Every indication I've seen is that LLMs are continuing to improve, each fundamental limitation recognized is eventually overcome, and there are no meaningful signs of slowing down. Unlike prior statistical models which have fundamental limitations without solutions, I have not seen evidence to suggest that any particular programming task that can be achieved by humans cannot eventually be solvable by LLM variants. I'm not saying that they necessarily will be, of course, but I'd feel a lot more comfortable seeing evidence that they won't.

morsecodist · 2025-05-23T03:30:52 1747971052

I think it actually makes sense to trust your vibes more than benchmarks. The act of creating a benchmark is the hard part. If we had a perfect benchmark AI problems would be trivially solvable. Benchmarks are meaningless on their own, they are supposed to be a proxy for actual usefulness.

I'm not sure what is better than, can it do what I want? And for me the ratio of yes to no on that hasn't changed too much.

hodgehog11 · 2025-05-24T00:43:28 1748047408

I agree that this is a sensible judgement for practical use, but my point is that the vibes likely will change, it's just a matter of when. You can't draw a trendline on a nonlinear metric especially when you have no knowledge of the inflection point. Individual benchmarks are certainly fallible, and we always need better ones, but the aggregate of all of the benchmarks together (and other theoretical metrics not based on test data) is correlating reasonably well with opinion polling and these are all improving at a consistent rate. It's just that it's unclear when these model improvements will lead to the outcomes that you're looking for. When it happens, it will appear like a massive leap in performance, but really it's just a threshold being hit.

morsecodist · 2025-05-23T03:25:49 1747970749

I agree on the diminishing returns and that the code doesn't cut it on its own. I really haven't noticed a significant shift in quality in a while. I disagree on the productivity though.

Even for something like a script to do some quick debugging or answering a question it's been a huge boon to my productivity. It's made me more ambitious and take on projects I wouldn't have otherwise.

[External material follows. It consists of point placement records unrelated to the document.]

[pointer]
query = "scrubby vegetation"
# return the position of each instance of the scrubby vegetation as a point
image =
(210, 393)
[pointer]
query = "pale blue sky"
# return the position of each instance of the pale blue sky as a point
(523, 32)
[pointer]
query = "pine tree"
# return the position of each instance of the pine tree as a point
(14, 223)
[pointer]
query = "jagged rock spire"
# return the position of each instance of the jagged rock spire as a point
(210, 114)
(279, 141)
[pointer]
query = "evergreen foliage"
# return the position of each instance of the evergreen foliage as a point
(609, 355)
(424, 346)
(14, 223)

I also don't really believe that workers are currently being replaced by LLMs. I have yet to see a system that comes anywhere close to replacing a worker. I think these layoffs are part of a trend that started before the LLM hype and it's just a convenient narrative. I'm not saying that there will be no job loss as a result of LLMs I'm just not convinced it's happening now.

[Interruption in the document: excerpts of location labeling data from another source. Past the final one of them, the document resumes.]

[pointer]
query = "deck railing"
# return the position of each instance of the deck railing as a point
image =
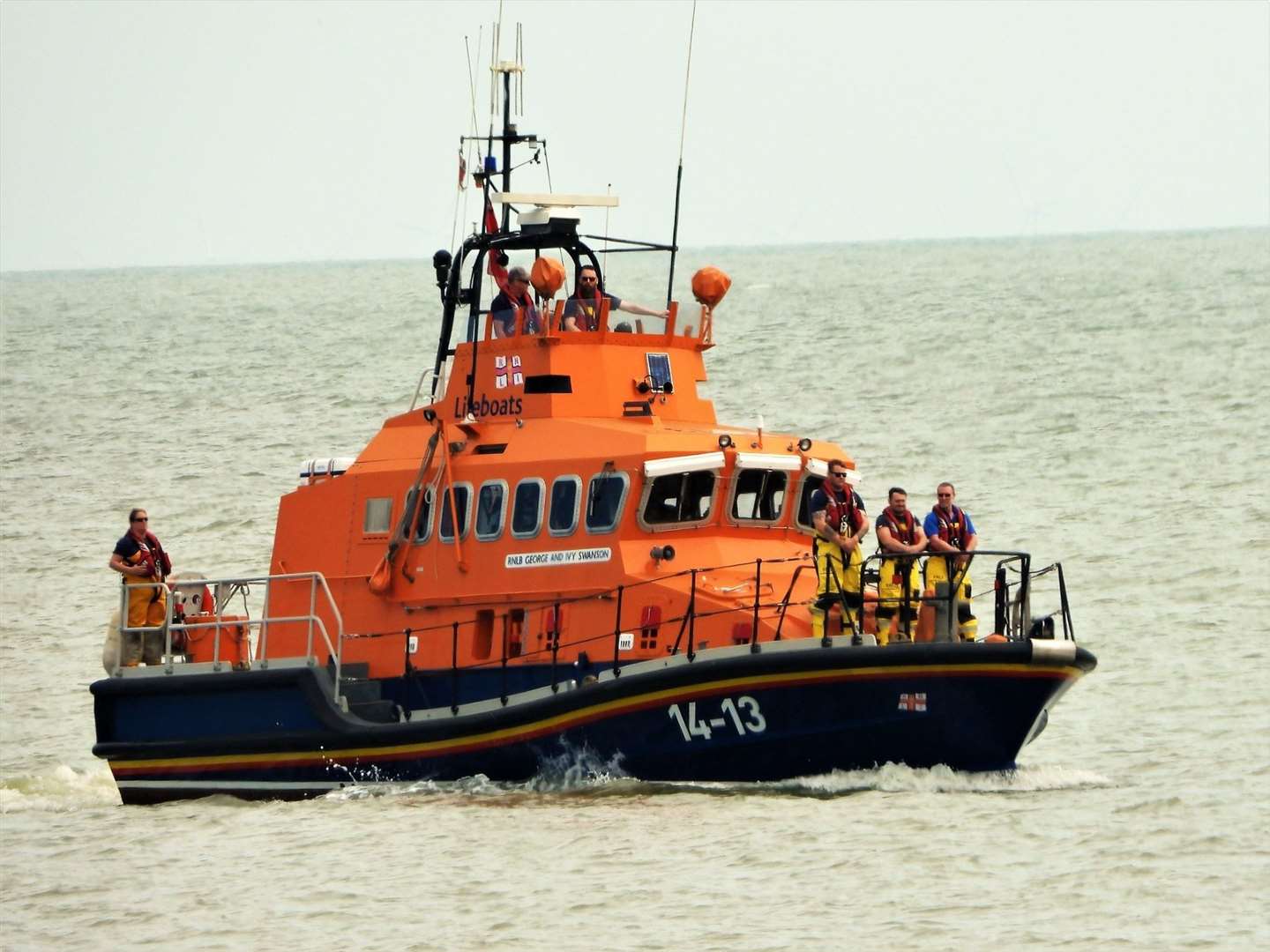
(1011, 591)
(220, 628)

csomar · 2025-05-23T05:02:03 1747976523

> And competitors who _didn't_ jump on the AI bandwagon, but instead kept grinding with a strong focus on quality will eat their lunches.

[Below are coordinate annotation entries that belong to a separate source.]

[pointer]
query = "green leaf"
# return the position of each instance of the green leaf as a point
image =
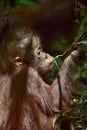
(72, 127)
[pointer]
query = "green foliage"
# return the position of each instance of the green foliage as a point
(76, 114)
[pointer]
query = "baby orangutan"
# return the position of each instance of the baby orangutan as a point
(27, 102)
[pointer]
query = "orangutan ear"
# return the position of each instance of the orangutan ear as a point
(18, 61)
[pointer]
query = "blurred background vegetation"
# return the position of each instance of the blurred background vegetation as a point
(78, 117)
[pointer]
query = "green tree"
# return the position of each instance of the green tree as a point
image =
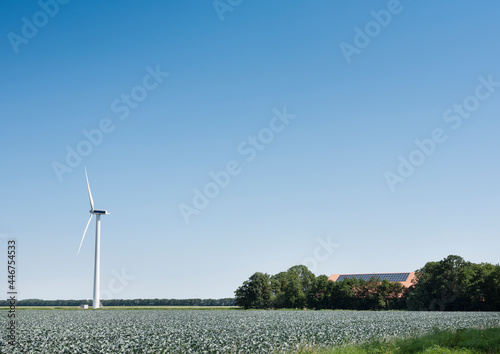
(255, 292)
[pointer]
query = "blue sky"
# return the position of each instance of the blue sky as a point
(321, 179)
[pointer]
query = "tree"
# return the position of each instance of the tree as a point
(255, 292)
(443, 286)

If the banking industry is any clue they'll get bailout from the government to prevent a "systemic collapse". There is a reason "everyone" is doing it especially with these governments. You get to be cool, you don't risk of missing out and if it blows, you let it blow on the tax payer expense. The only real risk for this system is China because they can now out compete the US industries.

sublimefire · 2025-05-23T08:23:52 1747988632

There are a couple of things where LLMs are OK from the business perspective. Even if they are so so you can still write large amounts of mediocre code without the need to consume libraries. Think about GPL’d code, no need to worry about that because one dev can rewrite those libraries into proprietary versions without licensing constraints. Another thing is that LLMs are OK for an average company with few engineers that need to ship mountains of code across platforms, they would make mistakes anyway so LLMs should not make it worse.

Horffupolde · 2025-05-23T02:43:14 1747968194

So you abandon university because you don’t make order of magnitude progress between semesters. It’s only clear in hindsight. Progress is logarithmic.

Davidzheng · 2025-05-23T04:08:19 1747973299

Disagree. The marginal returns are more in places where the LLMs are near skill ceilings.